L'entraîneur-chef des Marquis de Jonquière dit non au Parti des citoyens de Saguenay, tout comme il avait dit non au Parti libéral pour affronter Stéphane Bédard en 2012.

Le Parti des citoyens de Saguenay avait approché Richard Martel lors du bain de foule de Justin Trudeau, à la zone portuaire, à la fin du mois d'août. Le parti est revenu à la charge quelques semaines plus tard.

«Ils semblaient rechercher quelqu'un avec du leadership et ça je pense que je l'ai», relate l'homme de 55 ans. «Le fait de savoir diriger des gens, d'avoir une idée claire, un bon jugement, je pense que ça les attirait aussi.»

Mais entre diriger les Marquis de Jonquière ou le Parti des citoyens, il a simplement choisi la fonction qu'il maîtrise le mieux.

«Dans un parti politique, le chef, c'est souvent le visage, celui qui répond aux questions, mais les grandes orientations sont souvent définies par l'équipe autour. Moi, je voulais savoir qui serait là pour m'entourer. En politique, on ne fait pas toujours ce qu'on veut. Moi, je suis très transparent et il aurait fallu que mon équipe le soit tout autant. Le plus important pour moi, c'était de savoir qui travaillerait avec moi.»

Richard Martel avoue avoir été suffisamment ébranlé par la proposition pour y réfléchir sérieusement. Son manque d'expérience politique ne lui apparaissait pas comme un obstacle.

«Pourquoi un nouveau venu ferait moins bien qu'un politicien de 30 ans de carrière ? C'est écrit où, ça ? Il y a des politiciens qui ont du mal à diriger un parti politique.»

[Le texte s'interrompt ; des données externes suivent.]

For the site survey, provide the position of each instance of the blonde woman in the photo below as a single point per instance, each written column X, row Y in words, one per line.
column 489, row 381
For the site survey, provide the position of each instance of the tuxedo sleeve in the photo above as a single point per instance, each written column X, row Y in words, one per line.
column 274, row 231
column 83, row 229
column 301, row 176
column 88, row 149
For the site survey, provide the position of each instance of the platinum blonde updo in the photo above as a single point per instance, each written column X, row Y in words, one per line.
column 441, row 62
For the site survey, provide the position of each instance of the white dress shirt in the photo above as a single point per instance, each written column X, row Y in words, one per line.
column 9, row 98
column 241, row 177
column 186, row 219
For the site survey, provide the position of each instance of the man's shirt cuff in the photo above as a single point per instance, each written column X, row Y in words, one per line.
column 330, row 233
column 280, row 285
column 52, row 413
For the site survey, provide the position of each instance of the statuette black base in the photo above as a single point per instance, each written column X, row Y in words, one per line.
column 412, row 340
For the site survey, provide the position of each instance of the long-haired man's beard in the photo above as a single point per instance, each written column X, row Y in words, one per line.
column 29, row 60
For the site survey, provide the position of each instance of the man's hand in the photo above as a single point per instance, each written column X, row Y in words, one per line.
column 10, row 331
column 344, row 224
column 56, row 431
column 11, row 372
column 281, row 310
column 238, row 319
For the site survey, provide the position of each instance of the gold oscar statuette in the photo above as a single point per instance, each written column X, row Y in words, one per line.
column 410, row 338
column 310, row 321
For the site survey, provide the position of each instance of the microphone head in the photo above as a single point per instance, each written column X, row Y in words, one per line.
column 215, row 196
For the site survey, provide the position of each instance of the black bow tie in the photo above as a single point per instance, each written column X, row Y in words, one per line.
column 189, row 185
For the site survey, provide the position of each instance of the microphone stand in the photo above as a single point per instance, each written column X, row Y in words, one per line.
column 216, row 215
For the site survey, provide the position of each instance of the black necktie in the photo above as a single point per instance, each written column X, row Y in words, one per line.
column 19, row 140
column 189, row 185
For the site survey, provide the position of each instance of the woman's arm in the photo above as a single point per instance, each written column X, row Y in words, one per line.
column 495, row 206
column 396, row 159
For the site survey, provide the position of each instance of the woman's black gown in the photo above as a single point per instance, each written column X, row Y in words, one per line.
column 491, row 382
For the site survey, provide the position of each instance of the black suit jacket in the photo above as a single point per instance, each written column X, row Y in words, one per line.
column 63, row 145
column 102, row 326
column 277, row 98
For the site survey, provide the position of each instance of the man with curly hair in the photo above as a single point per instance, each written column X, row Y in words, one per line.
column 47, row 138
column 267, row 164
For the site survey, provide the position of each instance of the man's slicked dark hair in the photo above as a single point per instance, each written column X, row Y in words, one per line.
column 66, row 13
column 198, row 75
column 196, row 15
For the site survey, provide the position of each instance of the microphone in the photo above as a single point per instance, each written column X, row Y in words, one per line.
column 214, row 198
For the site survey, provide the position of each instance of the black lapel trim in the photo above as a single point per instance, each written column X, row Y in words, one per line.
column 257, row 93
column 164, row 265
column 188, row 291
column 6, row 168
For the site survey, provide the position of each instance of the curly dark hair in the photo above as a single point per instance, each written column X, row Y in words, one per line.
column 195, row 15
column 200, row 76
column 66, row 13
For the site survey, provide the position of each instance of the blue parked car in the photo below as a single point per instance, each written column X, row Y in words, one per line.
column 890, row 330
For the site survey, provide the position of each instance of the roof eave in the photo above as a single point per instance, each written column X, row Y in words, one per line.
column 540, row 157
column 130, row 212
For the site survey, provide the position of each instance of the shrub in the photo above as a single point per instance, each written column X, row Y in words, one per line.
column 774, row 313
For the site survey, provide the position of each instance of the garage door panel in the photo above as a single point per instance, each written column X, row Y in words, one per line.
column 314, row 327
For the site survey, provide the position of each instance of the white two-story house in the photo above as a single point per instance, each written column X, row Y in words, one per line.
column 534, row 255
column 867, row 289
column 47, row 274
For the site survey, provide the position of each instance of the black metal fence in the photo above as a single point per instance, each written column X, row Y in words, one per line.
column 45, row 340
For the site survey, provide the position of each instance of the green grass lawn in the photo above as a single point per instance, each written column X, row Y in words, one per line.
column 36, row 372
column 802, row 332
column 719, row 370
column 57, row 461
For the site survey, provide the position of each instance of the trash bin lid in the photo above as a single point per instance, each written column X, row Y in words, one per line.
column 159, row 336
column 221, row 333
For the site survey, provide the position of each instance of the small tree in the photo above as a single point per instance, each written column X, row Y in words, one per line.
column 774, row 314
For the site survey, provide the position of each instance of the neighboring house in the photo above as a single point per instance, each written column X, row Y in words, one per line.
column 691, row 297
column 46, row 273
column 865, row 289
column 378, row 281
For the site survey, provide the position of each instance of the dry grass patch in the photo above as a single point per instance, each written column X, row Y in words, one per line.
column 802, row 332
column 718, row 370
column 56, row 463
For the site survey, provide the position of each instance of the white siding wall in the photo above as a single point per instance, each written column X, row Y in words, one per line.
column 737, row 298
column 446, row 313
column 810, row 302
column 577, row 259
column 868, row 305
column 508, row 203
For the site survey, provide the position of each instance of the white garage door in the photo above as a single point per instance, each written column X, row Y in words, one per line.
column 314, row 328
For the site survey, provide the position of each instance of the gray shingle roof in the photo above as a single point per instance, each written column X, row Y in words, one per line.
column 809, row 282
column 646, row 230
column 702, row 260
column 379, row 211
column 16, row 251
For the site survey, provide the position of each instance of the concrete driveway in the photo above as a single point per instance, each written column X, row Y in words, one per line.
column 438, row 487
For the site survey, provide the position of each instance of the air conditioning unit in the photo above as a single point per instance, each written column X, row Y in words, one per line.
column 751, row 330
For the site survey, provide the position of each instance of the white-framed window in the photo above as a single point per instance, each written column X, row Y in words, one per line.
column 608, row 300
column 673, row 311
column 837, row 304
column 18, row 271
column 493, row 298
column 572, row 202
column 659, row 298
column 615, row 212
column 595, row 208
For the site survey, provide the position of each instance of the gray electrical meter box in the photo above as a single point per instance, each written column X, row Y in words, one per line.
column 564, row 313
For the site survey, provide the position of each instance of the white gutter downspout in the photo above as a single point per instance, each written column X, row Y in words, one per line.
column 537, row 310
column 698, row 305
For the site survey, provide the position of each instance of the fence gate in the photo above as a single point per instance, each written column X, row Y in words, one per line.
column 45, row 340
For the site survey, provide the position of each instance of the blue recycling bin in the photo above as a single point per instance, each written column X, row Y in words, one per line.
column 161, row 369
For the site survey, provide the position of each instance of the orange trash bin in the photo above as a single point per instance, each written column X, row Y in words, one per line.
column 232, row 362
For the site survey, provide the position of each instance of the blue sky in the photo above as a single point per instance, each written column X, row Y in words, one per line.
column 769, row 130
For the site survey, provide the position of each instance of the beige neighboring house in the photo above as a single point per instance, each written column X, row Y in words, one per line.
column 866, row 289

Martel rend son refus public pour freiner le moulin à rumeur et pour éviter que l'éventualité d'une candidature fasse boule de neige.

«Les gens m'abordaient en me parlant de la mairie et en m'invitant à y réfléchir. C'était gentil de leur part !»

Un homme populaire

Un bref micro-trottoir a effectivement permis de constater que la notoriété de l'homme ne laissait pas les électeurs indifférents.

«J'aurais au moins pris la peine de regarder son programme», nous a confié un passant. Une autre nous a mentionné que l'homme de hockey aurait pu faire un bon maire, s'il avait voulu. «Mais c'est sa décision de ne pas y aller», a-t-elle ajouté.

La carrière politique de Richard Martel aurait pu naître en 2012, puisqu’il avait été sollicité par le Parti libéral de Jean Charest.

«Serge Simard (député de Dubuc) m'avait approché. Ça aurait été dans le comté de Chicoutimi, contre Stéphane Bédard. Mais j'avais déjà prévu aller diriger en Europe à ce moment.»

Aujourd'hui, est-ce un non définitif à la politique ?

«On ne sait jamais ce que l'avenir nous réserve», a-t-il conclu.